Jeanine Cummins, quadragénaire américaine née en Espagne et auteure peu connue outre-Atlantique, a voulu écrire un roman sur le sort des clandestins mexicains qui tentent d’émigrer aux États-Unis. Pendant cinq ans elle se documente, se rend au Mexique pour visiter des orphelinats et des refuges qui jalonnent le parcours de la « Bestia », le train de marchandises si dangereux que tentent de prendre les candidats au bonheur américain. Sa documentation et ses visites l’immergent dans ses personnages, et enfin elle écrit son roman dont voici le résumé grossier :

Lydia possède une librairie à Acapulco, au Mexique. Elle mène une vie tranquille auprès de son mari Sebastián qui est journaliste d’investigation, métier à haut-risque dans son pays. Ils ont un fils de huit ans, Luca. Dans sa librairie, la jeune femme s’est liée d’amitié avec Javier, un client amateur de littérature qui est un baron de la drogue, or Sebastián publie un article sur ce dernier. En guise de représailles, Javier fait massacrer toute la famille lors de la fête des quinze ans de la nièce de Lydia.

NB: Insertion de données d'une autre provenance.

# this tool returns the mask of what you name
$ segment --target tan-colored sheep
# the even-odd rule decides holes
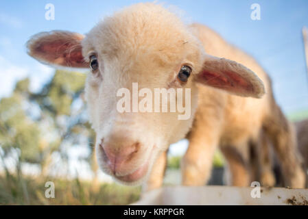
[[[85,92],[97,160],[119,181],[147,181],[147,190],[161,186],[169,145],[187,136],[184,185],[206,182],[220,146],[228,162],[230,183],[248,185],[247,159],[238,151],[247,153],[248,143],[257,142],[263,129],[274,142],[287,185],[304,185],[293,129],[273,98],[266,73],[205,26],[187,26],[158,4],[139,3],[105,18],[85,36],[40,33],[27,47],[30,55],[44,63],[91,66]],[[133,92],[133,83],[151,91],[189,89],[185,98],[190,103],[184,105],[191,116],[178,119],[178,109],[119,112],[118,91]]]
[[[298,159],[304,170],[308,170],[308,120],[294,123],[296,132],[297,145],[300,155]],[[250,157],[250,167],[252,180],[258,181],[263,186],[287,186],[282,177],[281,167],[277,157],[273,153],[272,144],[268,136],[261,134],[259,144],[251,145],[254,151]],[[303,158],[303,160],[301,159]],[[307,177],[307,175],[306,175]],[[308,181],[306,181],[306,183]]]

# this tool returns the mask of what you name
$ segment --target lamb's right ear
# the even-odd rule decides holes
[[[41,32],[27,42],[29,55],[45,64],[72,68],[88,68],[82,53],[82,34],[64,31]]]

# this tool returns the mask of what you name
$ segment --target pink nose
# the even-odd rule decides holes
[[[138,142],[120,147],[104,144],[102,148],[107,157],[107,164],[113,173],[117,172],[125,162],[130,161],[139,149]]]

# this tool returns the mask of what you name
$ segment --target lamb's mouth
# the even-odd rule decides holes
[[[141,166],[138,169],[134,170],[133,172],[128,174],[127,175],[121,176],[121,177],[117,177],[115,176],[115,178],[117,179],[127,183],[132,183],[137,181],[143,177],[147,172],[148,168],[148,162],[147,162],[145,164]]]

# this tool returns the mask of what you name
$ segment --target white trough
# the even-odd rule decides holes
[[[253,188],[230,186],[166,186],[147,192],[132,205],[308,205],[308,190],[259,188],[260,197],[252,198]],[[252,192],[252,196],[258,194]]]

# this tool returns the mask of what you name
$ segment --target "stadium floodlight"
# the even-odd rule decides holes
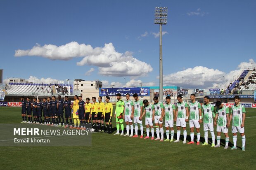
[[[156,7],[155,9],[155,24],[160,25],[160,54],[159,54],[159,100],[163,101],[163,55],[162,53],[162,24],[167,23],[167,7]]]

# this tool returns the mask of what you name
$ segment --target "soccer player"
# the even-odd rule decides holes
[[[245,109],[244,106],[240,103],[240,98],[235,95],[234,98],[235,105],[231,107],[231,113],[230,116],[229,124],[232,119],[232,133],[234,146],[231,149],[237,149],[237,131],[239,132],[242,138],[242,151],[245,151],[245,135],[244,135],[244,120],[245,119]]]
[[[106,96],[105,100],[106,104],[105,104],[105,112],[104,113],[104,119],[106,122],[107,131],[106,133],[109,134],[112,133],[112,115],[113,114],[113,105],[109,102],[110,98],[109,96]]]
[[[144,104],[144,111],[142,114],[142,117],[146,114],[145,124],[147,128],[147,136],[144,139],[149,138],[149,126],[151,128],[151,140],[154,140],[154,129],[153,126],[153,121],[155,119],[155,107],[152,104],[149,103],[147,100],[143,100]]]
[[[96,98],[92,97],[92,110],[91,115],[92,120],[92,128],[97,131],[97,114],[98,114],[98,103],[96,101]]]
[[[72,125],[72,118],[71,117],[71,109],[72,109],[72,103],[69,99],[69,96],[65,96],[65,102],[64,102],[65,107],[65,118],[66,119],[66,126],[64,128],[69,127],[69,119],[70,125]]]
[[[33,112],[33,117],[34,117],[34,121],[33,121],[33,124],[36,123],[36,121],[37,119],[37,102],[36,102],[36,98],[34,98],[33,99],[32,112]],[[37,122],[36,122],[37,123]]]
[[[48,113],[47,112],[47,102],[46,102],[46,98],[44,98],[43,99],[43,113],[44,125],[46,125],[47,122]]]
[[[164,128],[163,128],[163,118],[164,116],[164,106],[161,102],[158,100],[158,97],[155,96],[154,98],[154,105],[155,107],[155,119],[154,122],[156,125],[156,137],[155,140],[160,140],[164,141]],[[159,132],[160,131],[160,132]],[[161,138],[160,138],[159,132],[161,133]]]
[[[133,120],[130,118],[131,115],[133,115],[134,112],[134,104],[133,100],[130,99],[130,94],[126,95],[126,100],[125,100],[125,116],[124,121],[126,123],[126,134],[124,136],[128,136],[131,137],[133,135]],[[129,135],[130,127],[130,135]]]
[[[121,136],[123,135],[123,119],[124,119],[124,102],[121,99],[121,94],[116,94],[117,102],[116,103],[116,111],[115,112],[115,118],[116,122],[117,132],[114,134],[120,135]],[[122,133],[120,134],[119,131],[120,125],[121,124],[121,130]]]
[[[102,97],[99,96],[98,98],[98,100],[99,100],[99,104],[98,105],[98,114],[97,119],[98,119],[98,125],[97,125],[97,128],[99,132],[104,132],[104,129],[105,127],[104,126],[104,107],[105,107],[105,104],[102,102]],[[101,127],[100,126],[101,124]]]
[[[24,97],[21,97],[21,116],[22,117],[23,121],[21,123],[27,123],[27,108],[26,107],[26,102],[24,100]]]
[[[190,110],[190,137],[191,141],[187,143],[188,144],[194,144],[194,128],[196,127],[197,140],[197,145],[199,145],[200,143],[200,124],[202,123],[202,110],[201,105],[199,102],[196,101],[196,95],[194,94],[190,95],[191,102],[188,103]]]
[[[57,107],[58,107],[58,102],[56,100],[56,97],[55,95],[53,95],[52,99],[52,126],[58,126],[58,119],[57,117]],[[55,124],[56,122],[56,124]]]
[[[79,106],[78,105],[78,103],[79,100],[78,99],[78,96],[77,95],[75,95],[74,96],[74,100],[73,101],[73,104],[72,107],[73,111],[73,116],[74,119],[74,127],[72,127],[72,125],[69,126],[69,128],[72,129],[76,129],[76,123],[77,122],[78,127],[79,127],[80,125],[80,122],[79,121],[79,116],[78,116],[78,110],[79,108]]]
[[[173,121],[176,121],[176,106],[171,102],[171,97],[166,96],[165,99],[166,100],[166,103],[164,106],[165,109],[164,126],[166,128],[166,139],[164,141],[170,141],[171,142],[173,141],[173,135],[174,135]],[[171,140],[169,139],[169,129],[171,129]]]
[[[64,101],[62,99],[62,96],[60,95],[58,95],[58,118],[59,120],[59,126],[58,127],[62,127],[61,123],[61,119],[62,120],[62,127],[65,127],[64,124],[64,117],[63,117],[63,110],[64,109]]]
[[[26,107],[27,108],[27,114],[28,115],[28,119],[27,122],[26,123],[32,123],[32,118],[31,116],[31,111],[32,111],[32,103],[30,101],[30,98],[27,98],[27,101],[26,102]]]
[[[177,123],[177,140],[174,142],[180,142],[180,126],[183,129],[183,135],[184,140],[183,144],[186,143],[187,139],[187,130],[186,130],[186,122],[188,121],[188,105],[187,103],[182,99],[181,95],[178,95],[177,99],[178,102],[177,103],[177,111],[178,114],[176,114]]]
[[[134,101],[134,112],[133,114],[130,116],[131,119],[133,119],[133,123],[135,126],[135,135],[133,136],[132,137],[138,137],[138,124],[140,125],[140,139],[143,137],[143,126],[142,124],[142,111],[143,107],[143,102],[141,100],[139,100],[139,96],[137,93],[134,93],[133,95]],[[131,132],[132,133],[133,133]]]
[[[220,147],[220,133],[224,133],[226,138],[226,145],[224,149],[228,148],[228,141],[229,137],[228,134],[228,123],[229,120],[229,109],[228,107],[224,106],[221,102],[217,101],[215,105],[217,107],[215,111],[215,118],[214,119],[214,126],[217,126],[217,144],[214,147]],[[218,124],[216,122],[218,119]]]
[[[209,102],[209,97],[204,96],[204,104],[202,106],[202,111],[204,113],[204,140],[205,142],[202,144],[203,146],[208,145],[208,130],[209,130],[211,135],[212,143],[211,147],[215,146],[215,135],[213,132],[213,118],[214,114],[214,106]]]
[[[84,129],[84,127],[85,128],[85,103],[83,100],[82,96],[80,95],[78,97],[78,100],[79,102],[78,102],[78,105],[79,106],[79,109],[78,109],[78,116],[80,121],[80,124],[81,124],[81,128],[79,128],[78,126],[77,129]]]
[[[40,102],[40,99],[37,100],[37,124],[42,124],[42,111],[43,111],[43,105]]]

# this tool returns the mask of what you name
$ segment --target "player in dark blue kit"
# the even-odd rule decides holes
[[[37,116],[37,102],[36,102],[36,98],[34,98],[33,100],[33,105],[32,107],[32,112],[33,112],[33,117],[34,117],[34,121],[33,121],[33,124],[36,123],[36,121]]]
[[[80,124],[82,125],[81,126],[81,128],[79,128],[78,127],[76,129],[85,129],[84,128],[85,128],[85,102],[83,101],[83,98],[82,98],[82,96],[81,95],[78,97],[78,100],[79,100],[79,102],[78,102],[78,105],[79,106],[79,108],[78,110],[78,116],[79,118],[79,120],[80,121]]]
[[[52,116],[52,101],[51,101],[51,98],[48,97],[47,98],[47,116],[46,119],[47,120],[47,125],[51,125],[51,118],[52,120],[53,120],[53,118]]]
[[[48,114],[47,113],[47,102],[46,102],[46,98],[44,98],[43,99],[43,103],[42,103],[42,105],[43,105],[43,117],[44,117],[44,122],[45,123],[44,125],[46,125],[46,123],[47,123],[47,117],[48,116]]]
[[[30,101],[30,98],[27,98],[27,102],[26,102],[26,107],[27,108],[27,115],[28,115],[28,121],[26,123],[32,123],[32,103]]]
[[[64,109],[64,101],[62,99],[62,96],[60,95],[58,96],[58,118],[59,119],[59,126],[58,127],[62,127],[61,123],[61,118],[62,120],[62,123],[63,123],[63,128],[65,127],[64,125],[64,118],[63,117],[63,109]]]
[[[57,126],[59,123],[57,117],[57,108],[58,107],[58,102],[56,100],[56,97],[55,95],[53,95],[52,98],[52,126]],[[55,124],[56,121],[56,124]]]
[[[71,117],[71,109],[73,106],[71,101],[69,100],[68,96],[65,96],[64,106],[65,107],[65,118],[66,118],[66,126],[64,126],[64,128],[66,128],[69,127],[69,120],[68,119],[69,119],[71,126],[72,126],[72,118]]]
[[[37,124],[42,124],[42,111],[43,111],[43,105],[40,102],[40,99],[37,100]]]
[[[22,116],[22,121],[21,123],[27,123],[27,108],[26,107],[26,102],[24,100],[24,97],[21,97],[21,116]]]

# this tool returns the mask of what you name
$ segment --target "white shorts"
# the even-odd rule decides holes
[[[155,116],[155,123],[162,124],[163,121],[161,121],[159,119],[161,117],[160,116]]]
[[[165,127],[170,127],[170,128],[173,127],[173,121],[164,121],[164,126]]]
[[[241,126],[232,126],[232,133],[237,133],[237,131],[238,131],[240,133],[244,133],[244,128],[241,128]]]
[[[199,120],[195,119],[190,119],[190,128],[194,128],[195,127],[196,128],[200,128],[200,124],[198,121]]]
[[[145,124],[146,125],[149,125],[149,126],[153,126],[152,118],[146,118],[146,120],[145,120]]]
[[[217,125],[216,131],[217,132],[220,132],[224,133],[227,133],[228,131],[228,129],[225,126],[220,126],[218,125]]]
[[[213,123],[204,123],[204,131],[206,130],[213,131]]]
[[[133,118],[133,122],[135,123],[142,123],[142,121],[140,121],[140,119],[139,119],[139,117],[140,116],[135,116]]]
[[[129,122],[132,122],[133,120],[130,119],[130,115],[125,115],[124,116],[124,121]]]
[[[186,121],[185,121],[185,118],[180,118],[179,117],[177,117],[176,126],[181,126],[183,128],[185,128],[186,123]]]

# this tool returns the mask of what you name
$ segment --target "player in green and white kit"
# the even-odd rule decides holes
[[[190,95],[191,102],[188,103],[189,109],[190,110],[190,137],[191,141],[187,143],[188,144],[194,144],[194,128],[196,127],[197,129],[197,145],[199,144],[200,137],[200,124],[202,123],[202,110],[201,105],[199,102],[196,101],[195,98],[196,95],[194,94]]]
[[[166,128],[166,139],[164,142],[170,141],[171,142],[173,141],[174,130],[173,129],[173,121],[176,121],[176,106],[171,102],[171,97],[166,96],[165,98],[166,103],[164,105],[165,109],[165,120],[164,126]],[[169,139],[170,130],[171,129],[171,140]]]
[[[214,147],[220,147],[220,133],[224,133],[226,137],[225,140],[226,145],[224,149],[228,148],[228,141],[229,137],[228,134],[228,128],[229,126],[228,121],[229,119],[229,109],[228,107],[221,103],[220,101],[217,101],[215,105],[217,107],[215,111],[215,119],[214,119],[214,126],[217,126],[217,144]],[[218,123],[216,122],[218,119]]]
[[[156,131],[157,137],[155,140],[160,140],[160,141],[164,141],[164,128],[163,128],[163,118],[164,116],[164,106],[163,103],[158,100],[158,97],[155,97],[153,98],[155,107],[155,124],[156,125]],[[160,129],[160,130],[159,130]],[[161,138],[160,138],[159,131],[161,133]]]
[[[116,129],[117,132],[114,134],[119,135],[119,129],[120,128],[120,124],[121,124],[121,129],[122,133],[120,135],[123,135],[123,119],[124,119],[124,102],[121,99],[121,94],[120,93],[116,94],[116,98],[117,102],[116,103],[116,111],[115,112],[115,118],[116,122]]]
[[[133,115],[130,116],[133,119],[133,122],[135,126],[135,135],[132,137],[138,137],[138,124],[140,127],[140,139],[143,137],[143,126],[142,124],[142,110],[143,108],[143,103],[141,100],[139,100],[139,96],[137,93],[134,93],[133,95],[135,101],[134,101],[134,113]],[[132,133],[133,134],[133,133]]]
[[[178,95],[177,99],[178,102],[177,103],[177,109],[178,114],[176,114],[177,117],[177,140],[174,142],[180,142],[180,126],[183,129],[183,135],[184,140],[183,144],[186,143],[187,139],[187,130],[186,130],[186,122],[188,121],[188,105],[187,103],[182,100],[181,95]]]
[[[147,136],[144,137],[144,139],[149,138],[149,126],[151,128],[151,140],[154,140],[154,130],[153,126],[153,121],[155,117],[155,107],[154,105],[149,103],[147,100],[143,100],[144,104],[144,111],[142,114],[142,117],[146,114],[145,124],[147,127]]]
[[[230,124],[232,119],[232,133],[234,146],[231,149],[237,149],[237,131],[242,138],[242,151],[245,151],[245,135],[244,135],[244,120],[245,119],[245,109],[243,105],[240,103],[240,98],[236,95],[234,98],[235,105],[231,107],[231,114],[230,116],[229,123]]]
[[[130,118],[131,115],[133,114],[134,112],[134,105],[133,101],[130,99],[130,94],[126,95],[126,100],[125,100],[125,112],[124,116],[124,121],[126,123],[126,134],[124,136],[128,136],[131,137],[133,135],[133,120]],[[130,135],[129,135],[130,126]]]
[[[204,104],[202,106],[202,111],[204,113],[204,131],[205,142],[203,146],[208,145],[208,130],[209,130],[211,135],[212,143],[211,147],[215,146],[215,135],[213,131],[213,118],[215,117],[214,114],[214,106],[209,102],[209,97],[204,96]]]

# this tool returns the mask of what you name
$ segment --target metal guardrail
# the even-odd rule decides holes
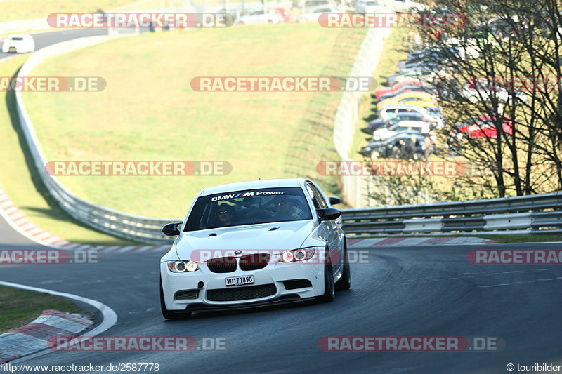
[[[562,192],[344,211],[350,236],[562,233]]]

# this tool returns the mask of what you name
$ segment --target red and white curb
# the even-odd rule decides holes
[[[124,253],[128,252],[166,252],[170,249],[171,244],[163,246],[91,246],[72,243],[46,232],[43,229],[37,227],[33,222],[25,217],[23,213],[15,206],[0,189],[0,215],[20,234],[26,238],[47,247],[57,249],[74,249],[80,251],[103,251],[104,252],[115,252]]]
[[[459,246],[462,244],[488,244],[495,240],[473,236],[436,236],[434,238],[368,238],[348,239],[349,248],[369,247],[418,247],[422,246]]]
[[[78,336],[93,324],[81,314],[44,310],[31,323],[0,335],[0,363],[46,349],[51,338]]]

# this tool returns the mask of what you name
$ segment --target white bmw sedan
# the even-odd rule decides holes
[[[315,298],[351,285],[341,213],[313,182],[276,179],[206,188],[160,260],[166,319]]]
[[[2,53],[15,52],[25,53],[35,51],[35,41],[33,36],[27,34],[18,34],[8,36],[2,44]]]

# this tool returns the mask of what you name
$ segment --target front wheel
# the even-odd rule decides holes
[[[347,254],[347,241],[344,244],[344,270],[341,278],[336,283],[336,290],[344,291],[351,287],[351,271],[349,269],[349,256]]]
[[[160,278],[160,308],[162,310],[162,316],[166,319],[185,319],[191,316],[191,313],[174,313],[166,308],[166,302],[164,301],[162,278]]]
[[[326,250],[327,251],[327,250]],[[334,272],[332,269],[332,261],[328,258],[327,263],[324,265],[324,295],[316,299],[321,302],[329,302],[336,298],[336,289],[334,286]]]

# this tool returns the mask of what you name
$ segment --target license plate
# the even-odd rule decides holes
[[[251,284],[254,283],[253,275],[243,276],[229,276],[224,279],[225,286],[242,286],[242,284]]]

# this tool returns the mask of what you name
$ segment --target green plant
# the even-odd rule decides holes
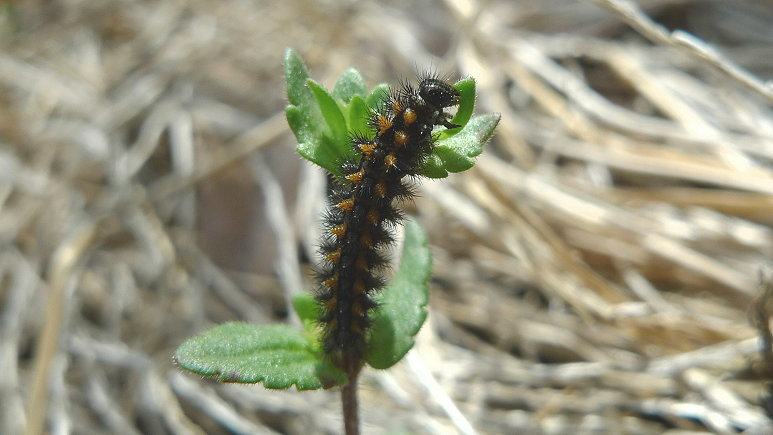
[[[379,85],[367,92],[360,74],[350,69],[328,92],[309,78],[293,50],[286,54],[285,75],[290,102],[286,116],[299,142],[297,152],[334,176],[343,177],[342,162],[358,157],[350,135],[366,137],[374,122],[370,114],[390,101],[389,88]],[[457,112],[450,122],[443,121],[449,128],[432,135],[432,152],[420,160],[417,175],[442,178],[471,168],[473,158],[481,153],[499,121],[498,114],[472,117],[473,79],[463,79],[453,88],[458,92]],[[303,330],[288,325],[228,323],[184,342],[175,353],[175,361],[186,370],[221,382],[262,382],[271,389],[295,385],[298,390],[342,386],[346,430],[357,433],[357,375],[365,363],[377,369],[391,367],[413,346],[413,337],[427,316],[430,272],[426,235],[408,220],[400,266],[374,295],[376,307],[368,315],[366,348],[362,355],[350,356],[347,364],[328,355],[330,351],[321,345],[322,309],[308,293],[293,298]]]

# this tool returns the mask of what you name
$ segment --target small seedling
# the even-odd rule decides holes
[[[285,113],[297,152],[334,177],[321,242],[316,296],[293,299],[303,330],[227,323],[184,342],[180,367],[221,382],[298,390],[342,387],[344,426],[359,433],[357,378],[365,364],[386,369],[405,356],[427,317],[431,256],[417,223],[407,220],[400,266],[389,282],[385,247],[402,220],[395,206],[412,196],[404,178],[443,178],[474,165],[499,114],[472,116],[475,81],[453,85],[422,75],[416,87],[368,92],[346,71],[328,92],[287,50]],[[458,106],[451,116],[446,108]]]

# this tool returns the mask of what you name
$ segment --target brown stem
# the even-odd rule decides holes
[[[355,358],[345,358],[344,365],[349,382],[341,388],[341,405],[344,414],[344,433],[360,435],[359,403],[357,402],[357,378],[362,368]]]

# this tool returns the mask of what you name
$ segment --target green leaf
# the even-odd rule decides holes
[[[320,315],[319,304],[310,293],[296,293],[292,302],[298,318],[303,323],[303,328],[313,335],[311,339],[316,341],[319,335],[319,328],[317,328],[317,319]]]
[[[352,133],[369,134],[368,118],[370,117],[370,108],[365,100],[359,95],[352,97],[349,103],[349,131]]]
[[[336,143],[346,142],[346,120],[344,119],[344,114],[341,113],[341,108],[338,106],[338,103],[336,103],[336,101],[325,90],[325,88],[320,86],[319,83],[315,82],[314,80],[308,79],[306,80],[306,84],[309,86],[309,89],[311,89],[311,93],[314,95],[314,99],[317,100],[317,104],[319,105],[320,110],[322,110],[322,117],[325,118],[325,122],[330,129],[332,139]],[[345,143],[343,144],[342,148],[343,147],[346,149],[349,148],[349,146]],[[342,150],[340,154],[344,155],[345,151]]]
[[[427,318],[432,255],[427,235],[419,224],[405,223],[405,243],[400,268],[379,293],[365,360],[371,367],[386,369],[413,347],[415,336]]]
[[[285,109],[287,122],[290,124],[291,128],[293,122],[295,122],[294,119],[291,119],[291,117],[294,117],[292,109],[292,106],[288,106]],[[296,134],[296,137],[298,136],[299,135]],[[337,176],[341,175],[338,165],[341,161],[341,156],[337,152],[338,147],[329,136],[320,136],[315,138],[314,141],[301,141],[295,147],[295,151],[306,160],[325,168],[326,171]]]
[[[285,81],[287,82],[287,99],[294,106],[308,106],[313,103],[313,97],[306,87],[309,70],[297,51],[288,48],[285,51]]]
[[[186,340],[175,352],[180,367],[220,382],[298,390],[346,383],[346,375],[316,353],[288,325],[226,323]]]
[[[370,94],[368,94],[367,97],[365,97],[365,103],[373,110],[378,110],[381,108],[381,106],[386,103],[387,99],[389,98],[389,85],[386,83],[381,83],[380,85],[376,85],[375,88],[373,88],[372,91],[370,91]]]
[[[360,74],[350,69],[336,82],[332,95],[313,80],[303,60],[293,50],[285,56],[287,95],[291,105],[285,110],[287,122],[298,139],[297,151],[312,163],[341,176],[340,164],[356,157],[349,133],[371,133],[367,117],[389,98],[389,87],[376,86],[365,98]],[[475,106],[475,80],[466,78],[454,87],[460,102],[451,122],[462,127],[439,131],[433,154],[420,171],[430,178],[443,178],[449,172],[471,168],[473,158],[483,150],[499,121],[499,114],[472,117]],[[348,105],[346,101],[348,100]]]
[[[359,71],[354,68],[349,68],[341,74],[341,77],[338,78],[335,86],[333,86],[333,98],[347,104],[352,97],[355,95],[362,97],[365,95],[365,92],[367,92],[365,82],[362,80]]]
[[[300,55],[292,49],[285,52],[285,80],[287,81],[287,99],[290,104],[285,108],[287,124],[298,139],[296,150],[310,161],[331,170],[338,167],[340,155],[330,138],[330,129],[322,116],[306,82],[309,73]]]
[[[498,113],[476,116],[455,136],[439,141],[433,150],[433,158],[440,160],[440,163],[430,159],[422,169],[422,174],[430,178],[443,178],[447,174],[442,174],[438,169],[462,172],[473,167],[473,157],[483,152],[483,145],[494,134],[500,117]],[[435,177],[434,174],[441,176]]]

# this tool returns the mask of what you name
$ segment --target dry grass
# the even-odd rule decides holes
[[[286,46],[327,85],[471,75],[502,113],[477,166],[411,206],[430,321],[366,372],[366,433],[771,433],[763,5],[5,3],[0,433],[340,430],[335,392],[171,362],[311,288],[324,176],[284,124]]]

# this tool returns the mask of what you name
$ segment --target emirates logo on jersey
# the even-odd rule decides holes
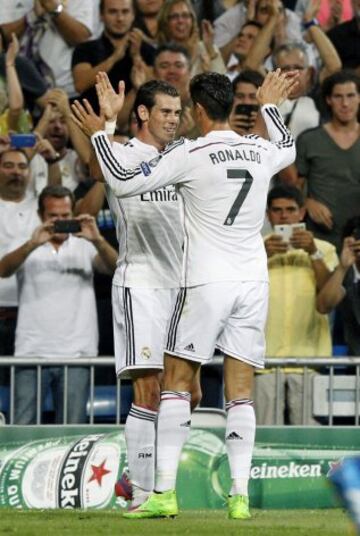
[[[148,346],[144,346],[141,350],[140,355],[143,359],[148,360],[151,357],[151,350]]]

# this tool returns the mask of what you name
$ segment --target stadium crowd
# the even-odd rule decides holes
[[[267,138],[256,95],[276,68],[299,71],[280,106],[297,158],[268,196],[267,355],[330,357],[338,344],[360,355],[360,0],[0,0],[0,356],[29,358],[15,379],[16,424],[35,422],[32,358],[114,355],[116,230],[74,100],[98,112],[97,74],[115,88],[123,80],[115,135],[125,143],[139,129],[139,88],[163,81],[180,96],[177,136],[196,138],[190,80],[212,71],[233,84],[232,129]],[[72,234],[54,234],[54,220],[70,219]],[[221,387],[212,374],[204,405]],[[259,424],[275,422],[275,376],[256,375]],[[88,371],[68,380],[67,421],[86,422]],[[57,422],[63,382],[46,369]],[[282,371],[280,391],[284,422],[317,424],[311,398],[303,421],[301,369]]]

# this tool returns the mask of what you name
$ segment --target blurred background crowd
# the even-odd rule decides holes
[[[360,0],[0,0],[0,259],[14,250],[23,254],[30,237],[45,243],[49,218],[80,222],[80,234],[66,245],[78,258],[73,287],[61,287],[67,268],[59,257],[69,254],[61,244],[49,244],[26,269],[0,273],[0,356],[29,358],[29,368],[17,372],[19,392],[35,381],[31,358],[114,352],[116,233],[104,187],[89,171],[89,141],[71,120],[71,102],[87,98],[98,110],[99,71],[115,88],[124,80],[116,135],[126,142],[136,135],[132,106],[139,86],[165,80],[181,96],[178,136],[192,138],[198,133],[190,79],[216,71],[233,83],[231,128],[267,137],[256,91],[274,68],[298,70],[300,82],[281,105],[297,160],[273,178],[263,230],[267,354],[359,356]],[[19,143],[16,133],[27,136]],[[36,277],[55,264],[51,277]],[[56,326],[47,318],[52,309]],[[259,424],[273,423],[275,376],[271,368],[257,375]],[[44,389],[52,386],[60,400],[60,368],[49,367],[45,380]],[[88,371],[74,367],[68,380],[75,401],[68,422],[84,422]],[[101,381],[114,383],[113,371]],[[203,404],[217,405],[217,372],[203,381]],[[8,384],[1,369],[0,385]],[[311,392],[303,413],[301,369],[282,370],[280,395],[284,422],[316,424]],[[21,400],[15,417],[23,424],[35,418]]]

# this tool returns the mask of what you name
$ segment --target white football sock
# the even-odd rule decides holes
[[[155,491],[175,489],[181,450],[190,424],[190,393],[163,391],[157,424]]]
[[[248,495],[256,428],[252,400],[231,400],[226,410],[225,443],[232,479],[230,495]]]
[[[129,477],[134,499],[140,502],[145,500],[144,491],[154,489],[156,416],[157,411],[132,404],[125,424]]]

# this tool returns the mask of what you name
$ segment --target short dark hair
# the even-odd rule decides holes
[[[270,190],[267,197],[267,208],[271,209],[275,199],[292,199],[299,208],[304,206],[304,196],[295,186],[280,185]]]
[[[142,120],[138,114],[138,107],[142,104],[150,111],[155,105],[156,95],[168,95],[169,97],[179,97],[177,89],[168,82],[162,80],[150,80],[139,87],[134,102],[134,114],[136,122],[141,127]]]
[[[2,151],[0,153],[0,162],[2,161],[3,156],[8,153],[21,153],[25,157],[28,165],[30,164],[30,159],[28,155],[26,154],[24,149],[21,149],[20,147],[9,147],[8,149],[5,149],[5,151]]]
[[[75,206],[75,196],[69,188],[65,186],[56,185],[56,186],[45,186],[41,191],[38,199],[38,209],[39,214],[43,215],[45,210],[45,199],[48,197],[56,197],[57,199],[63,199],[64,197],[69,197],[71,201],[71,208],[74,209]]]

L’une des premières balles surgit par la fenêtre ouverte, au-dessus de la cuvette des toilettes devant laquelle se tient Luca. Il ne comprend pas tout de suite qu’il s’agit d’une balle – par chance elle ne le frappe pas entre les deux yeux, c’est à peine si son cerveau enregistre le bruit qu’elle fait en allant se loger dans le mur carrelé derrière lui.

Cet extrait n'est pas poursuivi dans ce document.